An approach to function and constant autoloading

Classes can be autoloaded through spl_autoload. Functions cannot. This has lead to functions becoming increasingly 2nd class citizens. On the PHP dev list a proposal for PHP 5.4 has been made to allow autoloading of functions. However there are problems in the implementation and it remains to be seen if the RFC will settle down before last call for API changes and we go to 5.4 beta (I sort of doubt it will).

While discussing it yesterday I hit upon an elegant PHP 5.3 legal solution. Whenever you reference a class for the first time the existing autoload system will provide your autoload function with the fully qualified namespace path to the class. So you know implicitly that a namespace is about to get used.

So I thought to myself, if I was going to do namespace functions I would put them all in one file. Same with constants - to be honest likely the same file. So I thought, why can’t the existing class autoload system handle the problem?

I don’t think there’s a reason it can’t. Consider

  1. The class is requested. Say “MyNamespace\MyClass”
  2. The autoloader sees if there’s a “MyNamespace/functions.php” file. If so, it calls require_once() on the file (PHP itself will track whether the file actually needs inclusion).
  3. Profit.

There are other ways to do this of course. It isn’t foolproof of course, but it’s highly unlikely in a primarily object-oriented system that a class method will call a function from a foreign namespace, and if it does there are still ways to handle this. One is to have the namespace file that defines the function itself call require for any files it depends on.

Thoughts?

There was a time that something like this would have attracted more than a few comments. What’s up guys - am I on everyone’s ignore list?

Anyway, this is working well. The core namespace must have it’s definitions loaded via configuration as a member of a list of files we have to load to support the autoloader itself. Previously I had the constants in the configuration - but this was clumsy insofar as these are things that almost should never change.

Because of how Gazelle is structured most all code is already in a class, and no class references functions in another class’ namespace.

So far I haven’t put a function in the definition file, just constants. If I do put a function in there then for testing reasons it must fit two conditions: 1) Have no internal state and 2) Reference no external entities other than (possibly) other functions within the same name space or the PHP core namespace.

Thoughts on this?

I for one enjoy your posts.

It’s just that I honestly can’t remember the last time I wrote a stand alone global function. I’m really quite surprised that this sort of auto loading functionality was even considered.

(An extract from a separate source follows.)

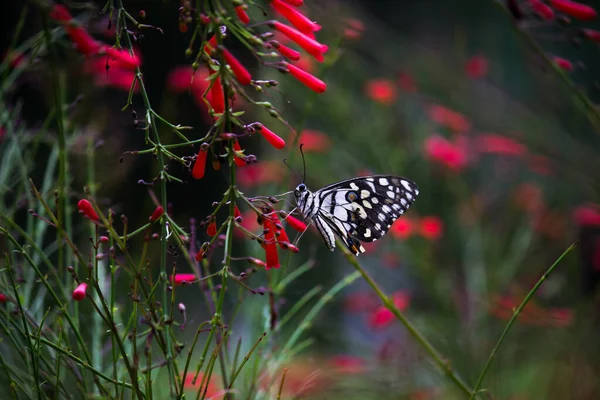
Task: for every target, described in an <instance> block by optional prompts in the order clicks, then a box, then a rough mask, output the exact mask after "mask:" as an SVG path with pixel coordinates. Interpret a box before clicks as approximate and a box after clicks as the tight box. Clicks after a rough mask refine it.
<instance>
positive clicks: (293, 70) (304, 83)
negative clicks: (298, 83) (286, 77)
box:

So just out of curiosity, what sort of functions have you written that need to be auto loaded?

Currently, none. But I want to have a mechanism in place just in case. And constants do get defined regularly (easier to change a constant definition than look up a string everywhere). I did have a group of functions that extended the bcmath library, but when the head count reached 5 I decided to put them in a static class because much of the time loading them was pointless overhead as their purpose is narrow.

TBH, I think PHP autoloading is complete pants, together with the stupid one class per file rule.

If you care about performance then you use APC. If you use APC then that has lazy loading (See apc.lazy_functions & apc.lazy_classes). Functions and or class will be only copied out of APC until they are actually needed.

One class per file is a convention not a rule. A rather widely followed convention among many languages but a convention (in PHP at least) nonetheless.

Put as many classes in a file as you want then write a class loader to figure out which file they are actually in. Works fine.

Yes, but still sucks.

I rather use dependency injection which explicitly loads in components/modules on as needed basis.

Less to maintain, if want to change an implementation of a service provided by the dependency injector, the require line is right there together with the new () call, together in a single location.

Hmmm. We seem to be straying off topic but perhaps Mr Morris won’t mind.

Autoload also loads classes as needed so no difference there. Plus, no need for individual requires.

And are you really loading all of your classes using some sort of dependency injection container? That just doesn’t seem quite practical. Be interested in seeing some details.

I’m not one of those guys who feels he has any ownership on a thread. Let it meander where it will.

I use APC caching as well. And it’s invaluable.

As far as the 1 class 1 file convention, that is the best organization scheme I’ve seen so far.